TOKYO, Dec 19: A group of Japanese lawyers and professors asked on Friday that Google Inc stop providing detailed street-level images of Japanese cities on the Internet, saying they violated privacy rights.

Google’s Street View offers ground-level, 360-degree views of streets in 12 Japanese cities and is also offered for some 50 cities in the United States and certain areas in Europe.

The service allows Web users to drive down a street, in a virtual sense, using their mouse to adjust views of roadside scenery.

“We strongly suspect that what Google has been doing deeply violates a basic right that humans have,” Yasuhiko Tajima, a professor of constitutional law at Sophia University in Tokyo, said.

“It is necessary to warn society that an IT giant is openly violating privacy rights, which are important rights that the citizens have, through this service.”

The Campaign Against Surveillance Society, a Japanese civilian group that Tajima heads, wants Google to stop providing its Street View service of Japanese cities and delete all saved images.
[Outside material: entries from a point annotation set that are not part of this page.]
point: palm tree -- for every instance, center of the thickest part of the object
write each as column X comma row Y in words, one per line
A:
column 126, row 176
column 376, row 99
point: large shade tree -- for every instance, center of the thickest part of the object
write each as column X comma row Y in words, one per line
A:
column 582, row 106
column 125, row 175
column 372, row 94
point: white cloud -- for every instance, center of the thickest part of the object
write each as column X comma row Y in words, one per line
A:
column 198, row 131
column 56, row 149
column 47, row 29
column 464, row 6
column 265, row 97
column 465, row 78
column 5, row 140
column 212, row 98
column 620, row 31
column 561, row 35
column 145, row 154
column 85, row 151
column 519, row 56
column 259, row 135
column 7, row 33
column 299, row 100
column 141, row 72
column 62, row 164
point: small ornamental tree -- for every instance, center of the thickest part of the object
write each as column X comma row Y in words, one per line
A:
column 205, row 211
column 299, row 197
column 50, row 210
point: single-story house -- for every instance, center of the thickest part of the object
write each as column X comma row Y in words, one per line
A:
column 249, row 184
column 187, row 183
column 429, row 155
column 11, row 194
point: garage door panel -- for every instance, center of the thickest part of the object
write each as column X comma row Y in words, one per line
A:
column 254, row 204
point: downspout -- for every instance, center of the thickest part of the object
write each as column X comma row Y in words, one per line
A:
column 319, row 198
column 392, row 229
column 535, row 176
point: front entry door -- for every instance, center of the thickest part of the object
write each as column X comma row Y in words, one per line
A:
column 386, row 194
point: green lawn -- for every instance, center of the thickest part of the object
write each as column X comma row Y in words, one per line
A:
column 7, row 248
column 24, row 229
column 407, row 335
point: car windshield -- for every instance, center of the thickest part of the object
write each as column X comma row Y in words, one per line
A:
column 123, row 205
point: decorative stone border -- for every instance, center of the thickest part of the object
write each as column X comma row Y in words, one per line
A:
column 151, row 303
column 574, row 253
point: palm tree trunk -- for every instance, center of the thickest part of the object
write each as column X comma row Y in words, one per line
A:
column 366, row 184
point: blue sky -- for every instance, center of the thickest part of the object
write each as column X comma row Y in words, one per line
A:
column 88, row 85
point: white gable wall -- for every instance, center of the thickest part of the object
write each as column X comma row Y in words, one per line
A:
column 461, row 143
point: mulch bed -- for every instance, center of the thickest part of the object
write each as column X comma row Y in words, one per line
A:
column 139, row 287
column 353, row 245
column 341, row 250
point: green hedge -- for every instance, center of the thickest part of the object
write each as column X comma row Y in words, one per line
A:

Google’s office in Tokyo was unable to comment immediately.

Privacy concerns about Google’s service have grown in Japanese media, especially after some people discovered their images on Street View.

Similar concerns have been raised in other parts of the world, including the US and Europe.

In one case, a woman was shown sunbathing and in another a man was pictured exiting a strip club in San Francisco.